Now in its second phase, the initial 36 homes in the neighborhood were also Champion products. In addition, the company built the Penrose Art House, an art and community center dedicated to those who live in the neighborhood. The Art House provides the neighborhood with a positive, creative atmosphere and regularly hosts community meetings, events and art classes. Star Development Corp., the project’s Ann Arbor-based owner and developer hopes to continue to grow the neighborhood past the initial two phases eventually flourishing with close to 300 homes.
The phase two development of Penrose consists of 14 single family homes and 12 duplexes priced at an affordable housing rental rate. The homes are energy efficient and include appliances, vinyl double hung windows and Energy Star lighting. The single family houses range between 1,400 and 1,500 square feet, with two or three bedrooms. All the homes include basements and garages and emulate the neighborhood’s original turn-of-the-century design.
Once the modules have been completed in one of Champion’s 30 North American factory locations, they are shipped to the home’s final location for installation and finish work. From delivery to completion, this process has followed a 60-day timeline.
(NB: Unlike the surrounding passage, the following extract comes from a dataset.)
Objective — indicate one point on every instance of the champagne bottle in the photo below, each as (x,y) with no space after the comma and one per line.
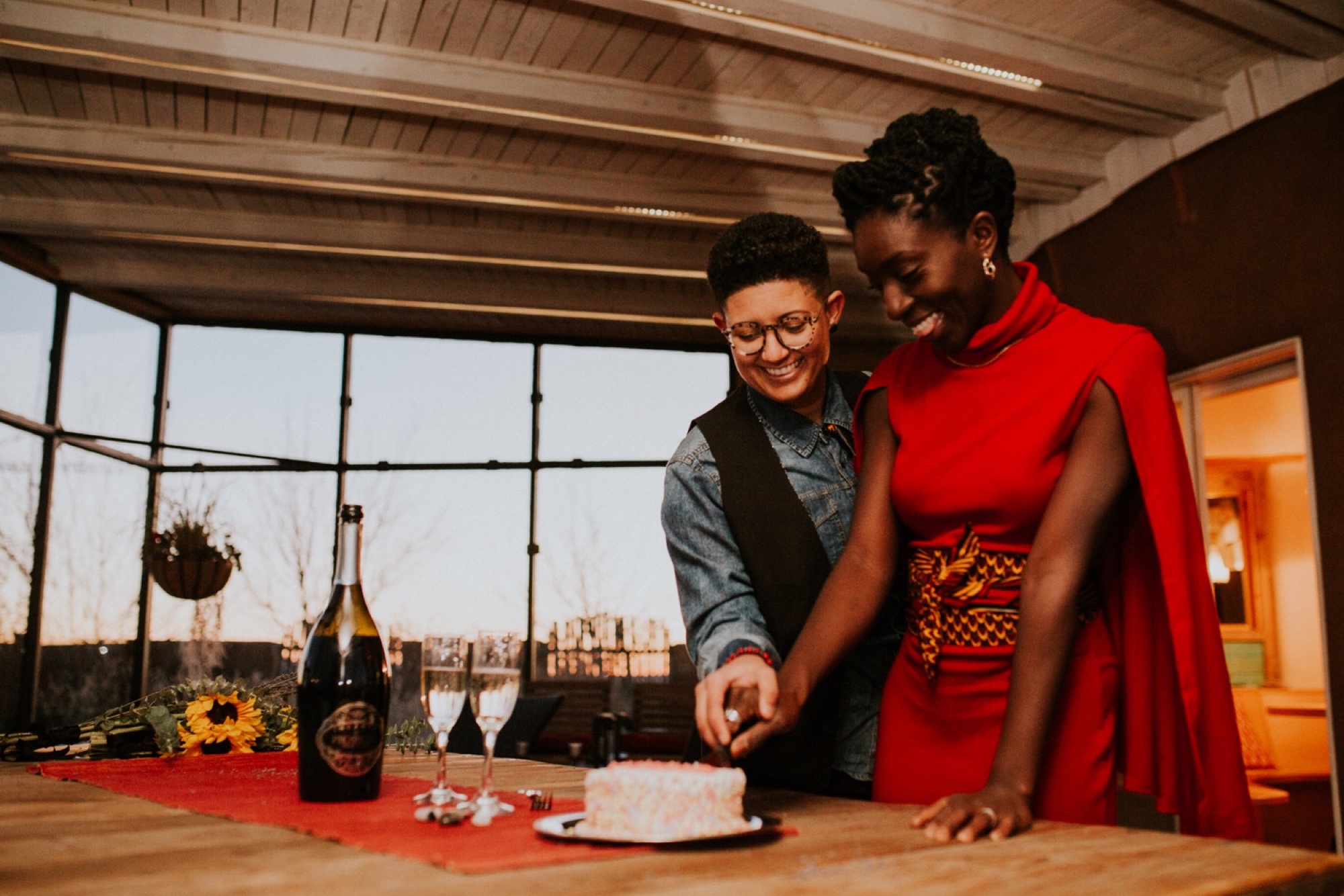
(343,687)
“We’re very tied to Detroit. We love the work ethic, the camaraderie and the teamwork that is in Michigan. We’re very committed to the state and we are watching its continued rebirth,” Lawless said. “We’re involved in projects (like Penrose) in Detroit because of that belief in the city and belief in the state.”
So will they moving anytime soon? Lawless laughed at the question.
“Our plan is to continue to be a Detroit-area based company,” Lawless said without hesitation. “There’s a ready supply of talent. We have no problem getting engineers, product managers, sales people - this is an under-marketed hot bed of talent. It’s a fantastic area to have a business.”